Can rare SAT formulas be easily recognized? On the efficiency of message passing algorithms for K-SAT at large clause-to-variable ratios
Fabrizio Altarelli, Remi Monasson, Francesco Zamponi

TL;DR
This paper explores the difficulty of recognizing rare satisfiable K-SAT formulas at large clause-to-variable ratios, showing they resemble planted instances and can be efficiently identified using message-passing algorithms.
Contribution
It demonstrates that rare satisfiable K-SAT instances at high ratios are similar to planted instances and can be efficiently recognized with message-passing algorithms.
Findings
Rare satisfiable instances resemble planted models
Message-passing algorithms can identify these instances efficiently
Recognition can be achieved in O(log N) time
Abstract
For large clause-to-variable ratio, typical K-SAT instances drawn from the uniform distribution have no solution.

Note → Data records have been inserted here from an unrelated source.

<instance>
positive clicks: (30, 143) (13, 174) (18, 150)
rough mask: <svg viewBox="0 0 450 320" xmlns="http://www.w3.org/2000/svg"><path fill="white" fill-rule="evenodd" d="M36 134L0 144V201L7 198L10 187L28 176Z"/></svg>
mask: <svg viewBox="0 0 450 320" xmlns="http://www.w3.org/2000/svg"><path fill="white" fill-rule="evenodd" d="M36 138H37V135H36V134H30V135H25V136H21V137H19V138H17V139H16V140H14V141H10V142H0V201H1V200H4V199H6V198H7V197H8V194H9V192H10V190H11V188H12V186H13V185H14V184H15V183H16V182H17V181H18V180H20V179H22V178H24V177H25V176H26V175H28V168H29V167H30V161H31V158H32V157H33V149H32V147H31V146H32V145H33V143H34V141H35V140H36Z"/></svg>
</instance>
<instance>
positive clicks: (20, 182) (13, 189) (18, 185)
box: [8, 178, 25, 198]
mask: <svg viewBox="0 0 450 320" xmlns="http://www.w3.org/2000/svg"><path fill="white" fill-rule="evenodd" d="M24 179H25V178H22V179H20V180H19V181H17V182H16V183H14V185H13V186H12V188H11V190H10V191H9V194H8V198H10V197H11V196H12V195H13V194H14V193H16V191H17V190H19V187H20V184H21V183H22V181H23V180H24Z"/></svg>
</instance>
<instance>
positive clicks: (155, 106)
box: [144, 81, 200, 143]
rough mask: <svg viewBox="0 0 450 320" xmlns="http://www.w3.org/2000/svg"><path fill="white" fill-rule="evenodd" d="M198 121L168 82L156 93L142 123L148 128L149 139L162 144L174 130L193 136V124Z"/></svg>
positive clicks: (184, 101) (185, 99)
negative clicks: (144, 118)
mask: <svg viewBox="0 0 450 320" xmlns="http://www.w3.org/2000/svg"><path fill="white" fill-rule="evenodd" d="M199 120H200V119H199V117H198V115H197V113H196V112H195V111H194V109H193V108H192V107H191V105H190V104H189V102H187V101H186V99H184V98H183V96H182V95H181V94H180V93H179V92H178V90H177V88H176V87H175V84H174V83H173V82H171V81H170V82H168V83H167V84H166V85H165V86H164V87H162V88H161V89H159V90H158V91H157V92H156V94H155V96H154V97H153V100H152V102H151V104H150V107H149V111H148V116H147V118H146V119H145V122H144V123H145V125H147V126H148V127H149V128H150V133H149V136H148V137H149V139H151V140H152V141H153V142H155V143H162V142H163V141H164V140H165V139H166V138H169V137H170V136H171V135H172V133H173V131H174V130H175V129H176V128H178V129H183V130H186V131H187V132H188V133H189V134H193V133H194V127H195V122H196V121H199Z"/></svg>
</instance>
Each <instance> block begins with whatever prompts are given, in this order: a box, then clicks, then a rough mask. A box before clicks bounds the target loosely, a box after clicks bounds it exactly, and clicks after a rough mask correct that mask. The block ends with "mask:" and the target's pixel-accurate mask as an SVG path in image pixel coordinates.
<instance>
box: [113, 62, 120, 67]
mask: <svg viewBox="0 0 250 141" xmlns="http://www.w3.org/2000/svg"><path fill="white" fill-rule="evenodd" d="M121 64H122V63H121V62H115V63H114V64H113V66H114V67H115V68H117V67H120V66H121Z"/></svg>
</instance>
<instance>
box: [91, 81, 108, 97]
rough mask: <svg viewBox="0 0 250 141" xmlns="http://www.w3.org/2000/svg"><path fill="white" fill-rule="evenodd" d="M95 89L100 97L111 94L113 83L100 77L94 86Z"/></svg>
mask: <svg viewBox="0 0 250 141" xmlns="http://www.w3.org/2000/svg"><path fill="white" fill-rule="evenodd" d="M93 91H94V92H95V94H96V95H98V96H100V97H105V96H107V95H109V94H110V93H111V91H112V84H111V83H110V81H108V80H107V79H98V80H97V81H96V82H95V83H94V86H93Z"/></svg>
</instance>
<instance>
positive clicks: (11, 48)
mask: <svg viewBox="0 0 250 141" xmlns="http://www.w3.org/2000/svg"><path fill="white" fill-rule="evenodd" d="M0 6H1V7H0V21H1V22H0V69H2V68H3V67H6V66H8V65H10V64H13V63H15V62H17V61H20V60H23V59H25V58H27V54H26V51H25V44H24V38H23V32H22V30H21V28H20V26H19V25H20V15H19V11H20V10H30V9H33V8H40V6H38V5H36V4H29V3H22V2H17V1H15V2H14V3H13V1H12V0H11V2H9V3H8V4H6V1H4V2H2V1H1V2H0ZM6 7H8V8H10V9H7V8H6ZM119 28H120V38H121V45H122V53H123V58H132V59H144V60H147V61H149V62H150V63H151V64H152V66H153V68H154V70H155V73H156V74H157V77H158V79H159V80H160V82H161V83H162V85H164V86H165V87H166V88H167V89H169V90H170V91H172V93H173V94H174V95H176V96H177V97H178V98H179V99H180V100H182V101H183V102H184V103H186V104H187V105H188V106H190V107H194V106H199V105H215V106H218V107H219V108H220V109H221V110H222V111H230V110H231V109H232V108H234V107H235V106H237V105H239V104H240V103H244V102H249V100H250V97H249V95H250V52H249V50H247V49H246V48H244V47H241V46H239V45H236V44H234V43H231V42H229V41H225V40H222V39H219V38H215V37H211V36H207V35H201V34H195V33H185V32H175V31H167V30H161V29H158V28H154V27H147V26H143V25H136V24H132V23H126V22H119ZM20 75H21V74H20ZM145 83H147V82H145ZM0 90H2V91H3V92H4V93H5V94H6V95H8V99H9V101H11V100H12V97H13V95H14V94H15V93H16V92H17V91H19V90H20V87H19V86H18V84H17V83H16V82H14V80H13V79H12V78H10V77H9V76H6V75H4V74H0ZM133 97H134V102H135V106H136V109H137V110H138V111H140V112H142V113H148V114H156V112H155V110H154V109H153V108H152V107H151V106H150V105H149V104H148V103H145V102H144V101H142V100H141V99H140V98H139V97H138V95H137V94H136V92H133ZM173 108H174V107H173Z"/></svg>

We argue, based on statistical mechanics calculations using the replica and cavity methods, that rare satisfiable instances from the uniform distribution are very similar to typical instances drawn from the so-called planted distribution, where instances are chosen uniformly between the ones that admit a given solution. It then follows, from a recent article by Feige, Mossel and Vilenchik, that these rare instances can be easily recognized (in O(log N) time and with probability close to 1) by a simple message-passing algorithm.